Advances in fingerprint, face, voice, and iris are resulting in more affordable, reliable and accurate biometric technologies. In particular, the benefits of biometrics in enhancing customer experience and securing transactions has resulted in substantial adoption throughout the financial sector over the last 10 years.
Biometric technologies can add value across all areas of customer verification and identification including:
- In-Branch: Access control and VFR;
- Mobile: Remote authentication using biometrics including voice, face and fingerprint verification;
- Onboarding: Electronic identity verification solution
Biometric and identity systems do however differ from traditional security systems in that they are inherently probabilistic and so present a different risk to an organisation. Additionally, determining and managing the implications of responsibly dealing with biometric personal data is essential. Though there are many factors when implementing a biometric system, there are four core factors for consideration when considering risk:
- Management of matching results to determine suitable real-world decisions based off the outputs of the biometric matching engine.

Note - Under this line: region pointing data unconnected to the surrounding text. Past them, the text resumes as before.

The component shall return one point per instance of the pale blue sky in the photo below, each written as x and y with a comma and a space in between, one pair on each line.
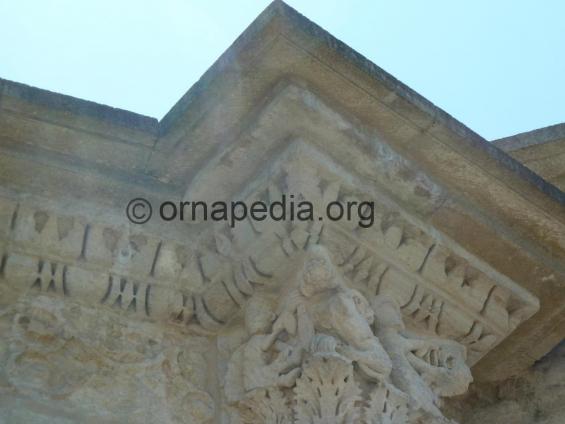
498, 66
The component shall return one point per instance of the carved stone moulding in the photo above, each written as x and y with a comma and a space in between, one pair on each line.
441, 290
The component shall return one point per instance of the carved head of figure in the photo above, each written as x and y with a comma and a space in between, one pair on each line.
318, 273
387, 313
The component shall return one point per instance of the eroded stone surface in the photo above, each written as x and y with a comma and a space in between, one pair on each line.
269, 321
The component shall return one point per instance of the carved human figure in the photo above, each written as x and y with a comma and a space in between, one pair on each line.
322, 303
425, 368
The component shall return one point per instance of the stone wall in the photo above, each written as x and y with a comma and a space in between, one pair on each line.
535, 397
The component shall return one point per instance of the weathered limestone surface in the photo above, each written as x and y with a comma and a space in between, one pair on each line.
461, 276
536, 396
542, 150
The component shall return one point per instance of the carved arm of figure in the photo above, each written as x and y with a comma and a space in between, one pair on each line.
280, 372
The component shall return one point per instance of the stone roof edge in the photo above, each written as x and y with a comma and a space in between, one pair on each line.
535, 137
77, 106
279, 8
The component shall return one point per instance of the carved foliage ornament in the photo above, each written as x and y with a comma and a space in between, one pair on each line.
322, 352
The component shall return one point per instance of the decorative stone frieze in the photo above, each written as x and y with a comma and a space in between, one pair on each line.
458, 275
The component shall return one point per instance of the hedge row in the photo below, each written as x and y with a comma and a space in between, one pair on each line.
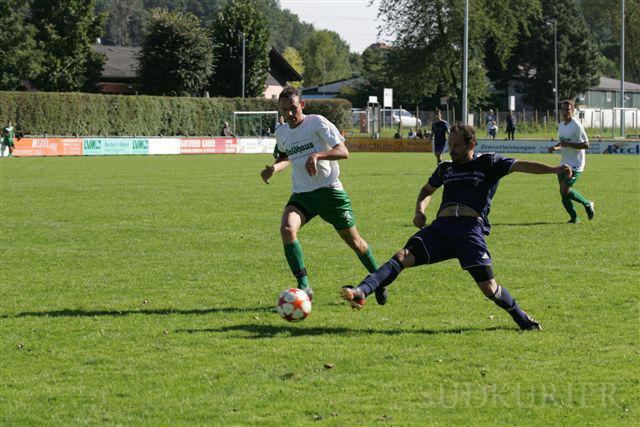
37, 113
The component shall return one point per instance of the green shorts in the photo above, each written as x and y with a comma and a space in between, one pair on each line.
331, 204
569, 181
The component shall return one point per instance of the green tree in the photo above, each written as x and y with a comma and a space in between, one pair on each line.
236, 18
17, 45
375, 76
427, 58
326, 58
577, 55
124, 24
176, 56
66, 31
294, 59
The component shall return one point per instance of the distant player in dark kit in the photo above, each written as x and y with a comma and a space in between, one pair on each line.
439, 130
462, 221
312, 145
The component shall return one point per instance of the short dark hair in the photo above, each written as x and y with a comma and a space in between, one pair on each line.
289, 92
569, 102
468, 133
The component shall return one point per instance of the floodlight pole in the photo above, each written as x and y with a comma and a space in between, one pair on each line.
555, 62
622, 117
243, 61
465, 64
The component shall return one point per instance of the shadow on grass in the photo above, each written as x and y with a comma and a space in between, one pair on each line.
267, 331
526, 224
116, 313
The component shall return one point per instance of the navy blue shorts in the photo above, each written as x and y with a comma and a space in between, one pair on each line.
451, 237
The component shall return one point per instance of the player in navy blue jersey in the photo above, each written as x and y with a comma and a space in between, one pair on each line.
461, 223
439, 130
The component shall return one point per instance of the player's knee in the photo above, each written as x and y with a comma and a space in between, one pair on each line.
488, 288
287, 231
401, 255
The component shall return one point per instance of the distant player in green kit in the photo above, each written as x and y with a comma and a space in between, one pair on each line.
573, 142
312, 145
7, 140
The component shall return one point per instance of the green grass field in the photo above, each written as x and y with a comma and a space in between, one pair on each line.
141, 290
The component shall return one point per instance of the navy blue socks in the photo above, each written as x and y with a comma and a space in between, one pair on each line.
503, 299
381, 277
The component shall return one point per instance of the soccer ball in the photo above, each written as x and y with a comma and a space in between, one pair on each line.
294, 305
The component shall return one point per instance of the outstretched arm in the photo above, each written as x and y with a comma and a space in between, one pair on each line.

- Understanding the relationship between biometric quality and system performance is critical to managing risk and ensuring good outcomes.
- Vulnerabilities must be considered where there are exploitation opportunities for attackers.
- Biometric design must take into account laws about the use and retention of all privacy sensitive data. The new EU GDR laws are an example of how important this is becoming globally.
In addition to managing these factors, there are system specific intricacies that need to be actively managed and monitored to ensure high usability balanced with adequate security. Real attempts and false attempts fall into two distributions across the spectrum of biometric performance, with an expectation that imposters perform poorly and genuine users perform highly. While this will establish a range of ‘certain matches’ and ‘certain non-matches’ there exists a grey area of uncertainty. How do you manage this grey area consisting of possibly fraudulent and legitimate attempts to reject the imposters and facilitate legitimate users? If the thresholds are configured too low you risk the possibility of allowing too many fraudulent attempts through your system and compromise its security. On the other hand, if thresholds are configured too high, your system may reject many legitimate attempts from genuine users and risk alienating customers.
The answer is that this can only be managed through an evaluation to ensure correct configurations of thresholds and active performance monitoring in production.